On the left coast, Bonnie Eskenazi, the trustees’ US counsel who filed the complaint in L. A., said: "New Line has brought new meaning to the phrase 'creative accounting.' I cannot imagine how on earth New Line will argue to a jury that these films could gross literally billions of dollars and yet the creator’s heirs, who are entitled to a share of gross receipts, don’t get a penny." If things go as they did in the Peter Jackson case, the matter will probably be settled out out of court, depriving the public of the chance to admire the work of New Line's accounting department.

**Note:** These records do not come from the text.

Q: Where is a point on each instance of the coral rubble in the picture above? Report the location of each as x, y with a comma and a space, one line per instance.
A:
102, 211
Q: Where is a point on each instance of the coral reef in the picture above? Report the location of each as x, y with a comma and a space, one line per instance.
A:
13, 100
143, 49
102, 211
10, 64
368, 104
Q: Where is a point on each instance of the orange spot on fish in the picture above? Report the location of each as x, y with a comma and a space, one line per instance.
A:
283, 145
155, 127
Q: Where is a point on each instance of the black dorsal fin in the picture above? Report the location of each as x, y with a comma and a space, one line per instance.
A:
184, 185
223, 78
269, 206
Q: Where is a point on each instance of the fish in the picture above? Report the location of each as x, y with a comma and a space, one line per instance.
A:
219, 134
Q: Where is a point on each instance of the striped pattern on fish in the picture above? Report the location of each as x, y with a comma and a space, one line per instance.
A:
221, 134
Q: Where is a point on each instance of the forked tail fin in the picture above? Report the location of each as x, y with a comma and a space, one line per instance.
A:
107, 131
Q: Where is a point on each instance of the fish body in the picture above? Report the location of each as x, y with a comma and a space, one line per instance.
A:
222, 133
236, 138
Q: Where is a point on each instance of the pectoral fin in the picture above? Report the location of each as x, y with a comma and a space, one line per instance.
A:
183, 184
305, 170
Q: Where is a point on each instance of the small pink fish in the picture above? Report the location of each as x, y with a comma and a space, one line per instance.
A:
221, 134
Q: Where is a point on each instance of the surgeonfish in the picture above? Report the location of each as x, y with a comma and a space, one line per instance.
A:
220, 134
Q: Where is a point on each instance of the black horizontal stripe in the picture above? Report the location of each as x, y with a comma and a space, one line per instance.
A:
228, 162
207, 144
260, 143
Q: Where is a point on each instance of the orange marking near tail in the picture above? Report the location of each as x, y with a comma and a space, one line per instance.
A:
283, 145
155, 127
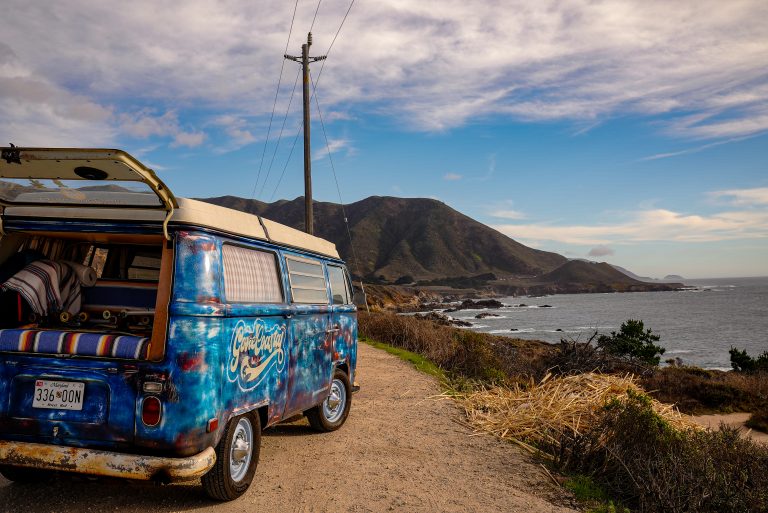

E-books, the Homesteading the New Frontier
The light at the end of the tunnel has been announced quite a number of times, but with e-books sales up substantially—anywhere from seventeen to twenty-four percent, depending on you listen to—and with surveys indicating they are likely to tap a market resistant to buying conventional books—young men with the disposable income to buy the gadgets to display them—it looks like the marketing machine of Amazon may finally have pushed the concept to the tip-over point for a broader market. One of Publisher's Weekly's commentators commented that "sci-fi" readers, authors, and Cory Doctorow were leaders in the trend. Now, aided by a push from Oprah Winfrey, it looks like the concept of e-downloads driving real book sales is also gathering steam. This is a good thing and a bad thing. Good, because more readers and wider distribution are always welcome; bad, because Amazon and Oprah already hold tremendous power in the marketplace. One hardly would want to see it more concentrated.